A bigger gap, according to Hime, is the student-teacher ratio. The regional average for Oklahoma, Missouri, Kansas, New Mexico, Arkansas, Colorado, and Texas is 14.6 students for every certified teacher, including counselors and librarians. That does not equate to the number of students in a classroom.
Oklahoma’s average is 16.32 students per certified teacher.
“At the local level, parents see that more than anything. That, how many students are in my child’s class? How many students does my children’s teacher have to deal with on a daily basis?” he said. “Oklahoma has a state law, class size requirements that have been waived over the last eight years because of our budget cuts, so really the goal is to go back in being Oklahoma state law to ensure that our student to teacher ratio meets that law.”
According to Hime, Oklahoma ultimately needs a long-term plan to fund education.
“Similar to what we did with roads and bridges to say, what can we do in the next five to eight years to invest in education annually so we can get to the level to compete with states around us so we recruit the teachers back and retaining the ones we already have?” he said.
El Reno Public Schools Superintendent Craig McVay says in his district, the student-teacher ratio is just below the regional average at 13.3 students per certified teacher. According to him, part of that is due to the 19 emergency certified teachers the district has this school year.
"We would be far greater if we had to just rely on traditionally certified staff," McVay said. "We’re fully staffed right now. We expect that will change over the holidays. We have a couple of teachers that will be out having babies, so we’ll be a little shorthanded there."

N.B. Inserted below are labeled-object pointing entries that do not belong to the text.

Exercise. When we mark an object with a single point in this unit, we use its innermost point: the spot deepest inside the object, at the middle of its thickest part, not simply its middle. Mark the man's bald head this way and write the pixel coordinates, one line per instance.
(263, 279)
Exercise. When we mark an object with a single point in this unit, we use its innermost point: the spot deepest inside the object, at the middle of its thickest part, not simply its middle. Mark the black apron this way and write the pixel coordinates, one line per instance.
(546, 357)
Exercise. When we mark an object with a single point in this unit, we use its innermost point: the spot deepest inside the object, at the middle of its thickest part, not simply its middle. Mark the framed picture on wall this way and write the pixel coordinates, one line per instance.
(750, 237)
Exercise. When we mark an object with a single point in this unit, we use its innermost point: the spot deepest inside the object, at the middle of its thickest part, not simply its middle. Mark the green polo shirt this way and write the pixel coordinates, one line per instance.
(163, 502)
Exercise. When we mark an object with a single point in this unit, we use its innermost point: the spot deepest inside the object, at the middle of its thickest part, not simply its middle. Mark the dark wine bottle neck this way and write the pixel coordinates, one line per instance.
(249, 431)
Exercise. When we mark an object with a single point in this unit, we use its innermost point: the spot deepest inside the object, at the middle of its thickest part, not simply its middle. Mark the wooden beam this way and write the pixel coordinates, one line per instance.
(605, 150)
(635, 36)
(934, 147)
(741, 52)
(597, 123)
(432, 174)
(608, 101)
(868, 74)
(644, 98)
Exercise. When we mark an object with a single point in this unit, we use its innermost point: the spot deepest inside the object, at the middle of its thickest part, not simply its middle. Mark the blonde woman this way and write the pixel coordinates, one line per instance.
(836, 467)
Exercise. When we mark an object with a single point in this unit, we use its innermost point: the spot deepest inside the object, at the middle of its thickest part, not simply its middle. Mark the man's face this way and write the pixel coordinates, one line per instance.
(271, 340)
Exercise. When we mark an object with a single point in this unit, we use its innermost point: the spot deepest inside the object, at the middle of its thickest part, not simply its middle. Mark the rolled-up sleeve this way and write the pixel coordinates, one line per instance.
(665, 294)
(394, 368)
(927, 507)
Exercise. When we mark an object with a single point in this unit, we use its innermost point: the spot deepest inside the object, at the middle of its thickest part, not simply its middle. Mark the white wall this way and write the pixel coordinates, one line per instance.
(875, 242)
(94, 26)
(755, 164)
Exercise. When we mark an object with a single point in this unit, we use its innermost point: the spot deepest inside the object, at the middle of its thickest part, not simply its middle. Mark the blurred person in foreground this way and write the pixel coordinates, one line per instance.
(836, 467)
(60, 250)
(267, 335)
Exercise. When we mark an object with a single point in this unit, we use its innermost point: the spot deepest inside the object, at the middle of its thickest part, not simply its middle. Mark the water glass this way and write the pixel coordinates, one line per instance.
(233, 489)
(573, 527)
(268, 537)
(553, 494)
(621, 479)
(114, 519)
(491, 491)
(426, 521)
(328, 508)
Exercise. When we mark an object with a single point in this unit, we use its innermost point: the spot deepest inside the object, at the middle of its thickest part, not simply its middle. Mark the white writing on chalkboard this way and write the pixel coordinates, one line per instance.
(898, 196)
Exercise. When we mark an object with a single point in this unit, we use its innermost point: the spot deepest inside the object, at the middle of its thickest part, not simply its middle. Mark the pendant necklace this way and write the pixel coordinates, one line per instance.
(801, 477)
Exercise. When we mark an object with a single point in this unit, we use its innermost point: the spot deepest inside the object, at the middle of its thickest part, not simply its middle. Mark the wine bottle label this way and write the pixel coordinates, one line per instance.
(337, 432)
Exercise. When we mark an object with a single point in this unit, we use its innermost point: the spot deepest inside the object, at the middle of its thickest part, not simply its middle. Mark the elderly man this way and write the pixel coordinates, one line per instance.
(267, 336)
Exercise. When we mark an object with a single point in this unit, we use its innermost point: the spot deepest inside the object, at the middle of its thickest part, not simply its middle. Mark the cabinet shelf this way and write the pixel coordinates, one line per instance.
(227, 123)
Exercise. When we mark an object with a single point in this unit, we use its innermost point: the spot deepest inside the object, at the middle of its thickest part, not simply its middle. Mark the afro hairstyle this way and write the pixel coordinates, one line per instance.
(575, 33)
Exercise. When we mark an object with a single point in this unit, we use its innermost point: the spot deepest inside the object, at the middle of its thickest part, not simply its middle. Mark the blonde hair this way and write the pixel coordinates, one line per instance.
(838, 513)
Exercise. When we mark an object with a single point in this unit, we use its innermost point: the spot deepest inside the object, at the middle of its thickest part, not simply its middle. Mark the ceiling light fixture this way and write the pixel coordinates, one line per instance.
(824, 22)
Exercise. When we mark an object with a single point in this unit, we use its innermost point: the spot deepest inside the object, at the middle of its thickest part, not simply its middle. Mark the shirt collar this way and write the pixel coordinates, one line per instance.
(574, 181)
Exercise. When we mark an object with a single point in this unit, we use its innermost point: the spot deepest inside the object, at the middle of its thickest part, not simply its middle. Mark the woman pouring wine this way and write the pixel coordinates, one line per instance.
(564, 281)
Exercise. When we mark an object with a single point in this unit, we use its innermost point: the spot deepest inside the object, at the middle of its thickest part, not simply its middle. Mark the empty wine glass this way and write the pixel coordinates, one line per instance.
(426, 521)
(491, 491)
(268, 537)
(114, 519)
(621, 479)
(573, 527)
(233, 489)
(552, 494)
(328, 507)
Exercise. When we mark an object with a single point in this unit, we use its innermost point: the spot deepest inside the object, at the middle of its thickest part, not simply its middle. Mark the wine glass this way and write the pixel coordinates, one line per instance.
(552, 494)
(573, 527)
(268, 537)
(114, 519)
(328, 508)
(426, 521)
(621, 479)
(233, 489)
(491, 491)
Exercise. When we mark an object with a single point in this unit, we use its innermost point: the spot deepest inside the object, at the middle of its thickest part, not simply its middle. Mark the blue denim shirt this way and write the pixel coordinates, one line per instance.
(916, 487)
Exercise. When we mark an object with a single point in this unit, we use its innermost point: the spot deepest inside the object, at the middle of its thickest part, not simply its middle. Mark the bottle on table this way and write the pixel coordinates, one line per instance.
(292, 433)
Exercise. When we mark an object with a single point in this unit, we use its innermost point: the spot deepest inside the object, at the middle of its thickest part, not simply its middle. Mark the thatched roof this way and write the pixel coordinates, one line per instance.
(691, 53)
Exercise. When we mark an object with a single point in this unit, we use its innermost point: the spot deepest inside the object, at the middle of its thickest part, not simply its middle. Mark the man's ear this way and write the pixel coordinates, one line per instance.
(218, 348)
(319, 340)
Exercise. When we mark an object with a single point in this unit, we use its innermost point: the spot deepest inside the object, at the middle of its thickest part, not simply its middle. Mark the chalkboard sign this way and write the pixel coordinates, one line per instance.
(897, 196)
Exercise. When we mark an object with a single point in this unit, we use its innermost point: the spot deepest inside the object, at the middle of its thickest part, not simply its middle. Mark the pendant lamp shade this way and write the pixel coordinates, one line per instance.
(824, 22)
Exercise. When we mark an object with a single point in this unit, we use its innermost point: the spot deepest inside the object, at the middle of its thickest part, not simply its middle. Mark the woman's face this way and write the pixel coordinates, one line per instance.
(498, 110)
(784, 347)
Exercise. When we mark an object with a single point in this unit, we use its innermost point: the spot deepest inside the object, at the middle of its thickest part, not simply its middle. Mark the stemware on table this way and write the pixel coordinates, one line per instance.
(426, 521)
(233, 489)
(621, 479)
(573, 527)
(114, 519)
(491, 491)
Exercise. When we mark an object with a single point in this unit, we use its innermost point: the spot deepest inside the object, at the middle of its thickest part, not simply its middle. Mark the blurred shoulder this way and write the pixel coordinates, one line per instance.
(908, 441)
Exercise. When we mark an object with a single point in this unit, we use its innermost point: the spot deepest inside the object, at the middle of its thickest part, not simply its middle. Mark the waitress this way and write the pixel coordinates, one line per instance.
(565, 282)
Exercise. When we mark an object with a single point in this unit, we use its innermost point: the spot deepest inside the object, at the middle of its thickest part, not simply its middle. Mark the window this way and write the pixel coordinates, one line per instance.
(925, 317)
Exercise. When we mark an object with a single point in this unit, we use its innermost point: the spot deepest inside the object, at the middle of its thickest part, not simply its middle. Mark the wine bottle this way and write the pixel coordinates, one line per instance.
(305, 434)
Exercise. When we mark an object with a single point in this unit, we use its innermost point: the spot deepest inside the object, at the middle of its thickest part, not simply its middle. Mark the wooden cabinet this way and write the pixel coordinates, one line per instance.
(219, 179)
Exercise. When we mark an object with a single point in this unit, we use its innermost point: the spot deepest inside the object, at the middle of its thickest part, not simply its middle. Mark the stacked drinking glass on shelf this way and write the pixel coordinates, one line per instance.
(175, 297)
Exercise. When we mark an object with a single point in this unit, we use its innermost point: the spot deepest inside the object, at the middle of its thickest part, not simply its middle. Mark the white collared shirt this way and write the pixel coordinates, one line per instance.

The bottom line, according to educators, is that Oklahoma needs a long-term plan.
"I think the election in November proved to everyone that we don’t want to be last and I say this all the time. If this was on the football field at Norman or Stillwater and we were losing to New Mexico and Arkansas and Kansas every year, we wouldn’t stay the same. We would be wanting to move forward," he said. "And so it’s time. We have a new head coach up there in Governor Stitt, and so we’re really anticipating what could happen in the future."